Oil prices fell from recent highs for a second day on Friday as Texas energy firms began to prepare for restarting oil and gas fields shuttered by freezing weather.
Brent crude futures were down $1.16, or 1.8%, to $62.77 per barrel, by 1150 GMT, while U.S. West Texas Intermediate (WTI) crude futures fell $1.42, or 2.4%, to $59.10 a barrel.
Unusually cold weather in Texas and the Plains states curtailed up to 4 million barrels per day (bpd) of crude oil production and 21 billion cubic feet of natural gas, according to analysts.
Texas refiners halted about a fifth of the nation’s oil processing amid power outages and severe cold.
However, firms in the region on Friday were expected to prepare for production restarts as electric power and water services slowly resume, sources said.
“The market was ripe for a correction and signs of the power and overall energy situation starting to normalise in Texas provided the necessary trigger,” said Vandana Hari, energy analyst at Vanda Insights.
Oil fell despite a surprise fall in U.S. crude stockpiles in the week to Feb. 12, before the freeze. Inventories fell by 7.3 million barrels to 461.8 million barrels, their lowest since March, the Energy Information Administration reported on Thursday.

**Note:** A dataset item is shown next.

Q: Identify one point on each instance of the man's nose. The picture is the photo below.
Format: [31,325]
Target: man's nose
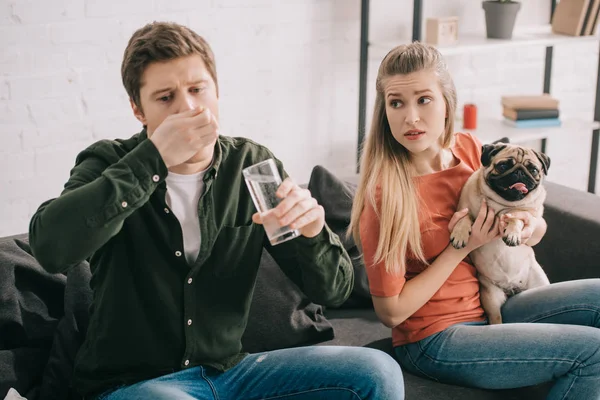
[186,103]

The United States on Thursday said it was ready to talk to Iran about both nations returning to a 2015 agreement that aimed to prevent Tehran from acquiring nuclear weapons.
While the thawing relations could raise the prospect of reversing sanctions imposed by the previous U.S. administration, analysts did not expect Iranian oil sanctions to be lifted anytime soon.
“This breakthrough increases the probability that we may see Iran returning to the oil market soon, although there is much to be discussed and a new deal will not be a carbon-copy of the 2015 nuclear deal,” StoneX analyst Kevin Solomon said.